Do you think Democrats whose primary desire is to see Trump defeated should be concerned or excited that their party seems to be moving leftward?
I don’t think Democrats would be wise to run against Trump on a platform of completely open borders and abolishing private health insurance. There are limits. But, generally, the tiny sliver of voters in this country who are still persuadable are not highly ideological people. They are fundamentally anti-élite in nature, and they are looking for three characteristics in a candidate for President that don’t have much to do with left-versus-right. And those characteristics are authenticity, being a credible agent for change, and empathy. In other words, does this person understand my daily struggles? And a common thread between Obama and Trump was a common touch.
It’s all relative, but, whether it was having been a community organizer on the South Side of Chicago or a billionaire who ate K.F.C. and went to professional wrestling matches, it struck a chord with those voters.
Trump still got a lower percentage of the vote than Mitt Romney or John Kerry. Do you think there is a chance that we over-learn the lessons of a guy who got forty-six per cent?
Yes, but Democrats shouldn’t under-learn the lessons of Hillary Clinton’s failure. She was viewed not as an Arkansas Democrat but as a Chappaqua Democrat, by 2016. She ran a campaign that didn’t just fail in terms of targeting the right states but failed to drive an economic message. And “stronger together” and “Trump is unfit for office” were not substitutes for “here’s my plan to get the American heartland back to work.”
When you contrast Arkansas and Chappaqua, are you contrasting economics or culture? If you are arguing the latter, it seems like you could be arguing that “Massachusetts Democrat” could also be poisonous?

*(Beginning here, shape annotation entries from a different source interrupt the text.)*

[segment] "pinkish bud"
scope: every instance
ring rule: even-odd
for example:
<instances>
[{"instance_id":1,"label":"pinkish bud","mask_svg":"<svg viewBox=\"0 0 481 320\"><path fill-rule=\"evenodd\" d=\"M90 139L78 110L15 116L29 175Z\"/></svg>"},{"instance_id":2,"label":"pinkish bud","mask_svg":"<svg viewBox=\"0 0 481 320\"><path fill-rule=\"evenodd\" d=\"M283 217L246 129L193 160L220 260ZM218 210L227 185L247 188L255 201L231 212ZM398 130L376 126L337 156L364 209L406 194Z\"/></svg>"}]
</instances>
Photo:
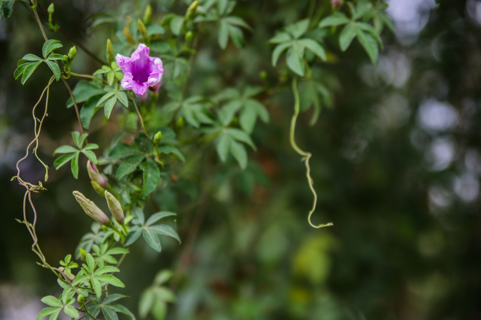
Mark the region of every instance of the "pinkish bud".
<instances>
[{"instance_id":1,"label":"pinkish bud","mask_svg":"<svg viewBox=\"0 0 481 320\"><path fill-rule=\"evenodd\" d=\"M92 181L95 181L102 187L107 185L107 180L105 180L105 178L102 177L95 165L90 160L87 161L87 172Z\"/></svg>"},{"instance_id":2,"label":"pinkish bud","mask_svg":"<svg viewBox=\"0 0 481 320\"><path fill-rule=\"evenodd\" d=\"M77 202L79 203L85 213L94 220L102 225L108 222L109 218L93 201L89 200L85 196L78 191L72 192Z\"/></svg>"}]
</instances>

It’s more cultural in my opinion, but there is no question that Clinton could have talked about the economy more. The pitfalls in a potential Harris or Warren nomination are several. But the first one that comes to mind is the reinforcement of an image that the Democratic Party is dominated by coastal élitists, and, despite Warren’s Oklahoma roots and populist message, her career as an Ivy League academic is a liability, or would be a serious liability in a general-election campaign. In Harris’s case, Republicans would love to run against San Francisco, but, more than that, she hasn’t woven voters’ personal stories into her case for why she should be elected as often as some other candidates have. And that is one area where she probably has room to grow as a candidate.

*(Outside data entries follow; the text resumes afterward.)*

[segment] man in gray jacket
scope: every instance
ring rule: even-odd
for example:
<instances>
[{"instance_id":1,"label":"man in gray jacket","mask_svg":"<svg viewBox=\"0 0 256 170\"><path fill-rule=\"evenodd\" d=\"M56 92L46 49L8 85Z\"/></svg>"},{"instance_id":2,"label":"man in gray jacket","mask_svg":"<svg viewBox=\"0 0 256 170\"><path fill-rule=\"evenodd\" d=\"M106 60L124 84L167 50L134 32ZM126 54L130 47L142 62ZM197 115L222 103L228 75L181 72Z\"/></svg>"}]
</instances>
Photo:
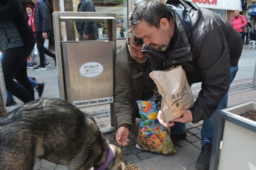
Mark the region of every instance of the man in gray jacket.
<instances>
[{"instance_id":1,"label":"man in gray jacket","mask_svg":"<svg viewBox=\"0 0 256 170\"><path fill-rule=\"evenodd\" d=\"M32 0L35 6L33 11L31 25L34 32L36 34L36 40L37 49L39 53L40 64L33 70L46 69L44 64L44 54L46 54L53 58L56 66L56 57L54 54L44 47L45 39L48 39L47 34L51 30L49 6L46 0Z\"/></svg>"},{"instance_id":2,"label":"man in gray jacket","mask_svg":"<svg viewBox=\"0 0 256 170\"><path fill-rule=\"evenodd\" d=\"M96 12L93 3L91 0L79 0L78 12ZM98 27L95 21L76 21L76 27L78 32L79 41L96 39Z\"/></svg>"},{"instance_id":3,"label":"man in gray jacket","mask_svg":"<svg viewBox=\"0 0 256 170\"><path fill-rule=\"evenodd\" d=\"M173 121L197 123L201 130L202 151L196 163L199 169L209 169L216 109L227 107L228 92L238 70L243 49L241 37L233 27L214 12L199 9L188 0L143 1L129 17L129 28L147 46L153 70L164 70L181 65L188 83L201 82L194 106L183 110ZM163 80L164 81L164 80ZM156 91L155 90L155 92ZM156 106L161 119L161 96L156 93Z\"/></svg>"},{"instance_id":4,"label":"man in gray jacket","mask_svg":"<svg viewBox=\"0 0 256 170\"><path fill-rule=\"evenodd\" d=\"M155 87L149 77L151 69L148 54L141 52L143 44L143 40L129 30L126 44L115 62L114 106L118 126L116 138L123 146L127 144L129 133L136 118L140 118L137 101L149 99ZM172 140L186 137L183 124L177 122L172 128Z\"/></svg>"}]
</instances>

It seems like you are saying freshness and authenticity are good, and we shouldn’t just be thinking about ideology, but there are various cultural markers which can be a problem, whether someone is centrist or left.
That’s correct, in my view. At this point in 2015, there was a widespread notion that the Republican candidate who wanted to build a wall and make Mexico pay for it was unelectable in a general election. That proved to be false. And we should be careful about making broad pronouncements about platform positions such as Medicare for All or an overhaul of ICE.
O.K., but it seems to me that there is a fundamental difference, which is that no Democrat is capable of winning with forty-six per cent of the vote, because of the Electoral College map. That may be because the system is unfair, but it seems like you can make an argument that Republicans have more leeway in how they can run.
That’s correct. The problem for Democrats is that they could still win five million more votes than Donald Trump and lose the Electoral College. The problem is that trends are benefitting Democrats in states that are not decisive in the Electoral College. Democrats are continuing to gain millions more votes in California. They could cut into Trump’s margin in Texas by eight hundred thousand and not be rewarded by a single electoral vote. Those trends are not as present in Wisconsin, Michigan, Pennsylvania.
The question is: Can a more progressive candidate from a coastal state perform well in the middle of the country? And part of why Obama appealed in those [Midwestern] states was that he was a Midwestern candidate. He was someone who had experience going to fish fries in rural counties of Illinois, which, culturally and economically, are a lot like the parts of Wisconsin and Michigan and Iowa where Democrats’ fortunes have fallen recently.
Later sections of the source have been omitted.